On 28 January 2022, the Veterinary Medicinal Products Regulation became applicable, bringing in a new era in the regulation of medicines for animals. The new legislation aims to reduce administrative burden and introduce better incentives for developers to stimulate innovation and increase the access to safe and high-quality medicines for veterinarians, farmers and pet owners to treat and prevent animal diseases. It also introduces new rules for the prudent and responsible use of antimicrobials in animals to help fight antimicrobial resistance (AMR) in the EU.

By the time the new Regulation became applicable, EMA had revised its procedures and key regulatory and scientific guidance documents to reflect these changes.

Commissioning of three IT systems to manage safe and high-quality medicines for animals 

The new Regulation is underpinned by three IT systems, developed by EMA in close collaboration with Member States and stakeholders, that enable the simplification of processes and ensure wider access to information on medicines for animals for all stakeholders: the Union Product Database (UPD), the Union Pharmacovigilance Database (EVV), and the Manufacturing and Wholesale Distribution Database (MWD). These systems went live on the day the Regulation became applicable.
 

A critical success factor in the timely delivery of the IT systems which stem from the new Regulation was the consistent collaboration with the European Commission, the regulatory network and our stakeholders.

IT development for the Collection of Antimicrobials Sales and Use Data (ASU) project started in January 2022. Over the following months, ASU project activities progressed as planned, with the aim that the first data will be submitted to the system in 2024. 

Throughout the year, EMA provided intense support to facilitate the transition of users from pharmaceutical companies to these new platforms.
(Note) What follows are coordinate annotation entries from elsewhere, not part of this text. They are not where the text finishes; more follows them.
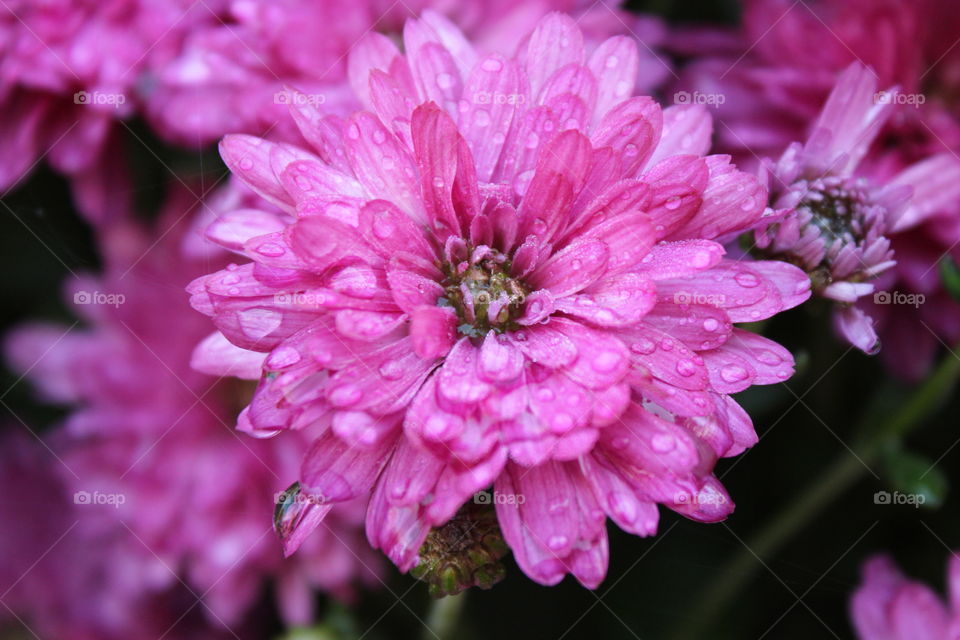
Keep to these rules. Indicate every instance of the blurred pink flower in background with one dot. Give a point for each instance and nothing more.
(504, 272)
(192, 500)
(68, 72)
(838, 219)
(889, 606)
(232, 76)
(774, 85)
The Agency established a dedicated support service for users of the new systems and continued to run refresher webinars and change information sessions. In September 2022, EMA established the Veterinary System Improvement Advisory Group (VSIAG) which helps to prioritise new or improved functionalities in the UPD and EVV systems. The group includes representatives from national competent authorities, the pharmaceutical industry, the European Commission, veterinary healthcare professionals and EMA.

Due to the strong collaboration between national competent authorities and EMA throughout the year the uploading of data held in the Member States into the UPD was almost complete by December 2022.

A single source of up-to-date information on all EU veterinary medicines 

A key part of the new Regulation in terms of transparency is the Veterinary Medicines information website, which provides public access to the UPD data. It is the first central multilingual website that gives details on all veterinary medicines authorised in the EU and the EEA. The website enables veterinary healthcare professionals and all interested users to find out in which EU Member States and EEA countries a specific veterinary medicine is available, or to find information that could help identify potential treatment alternatives.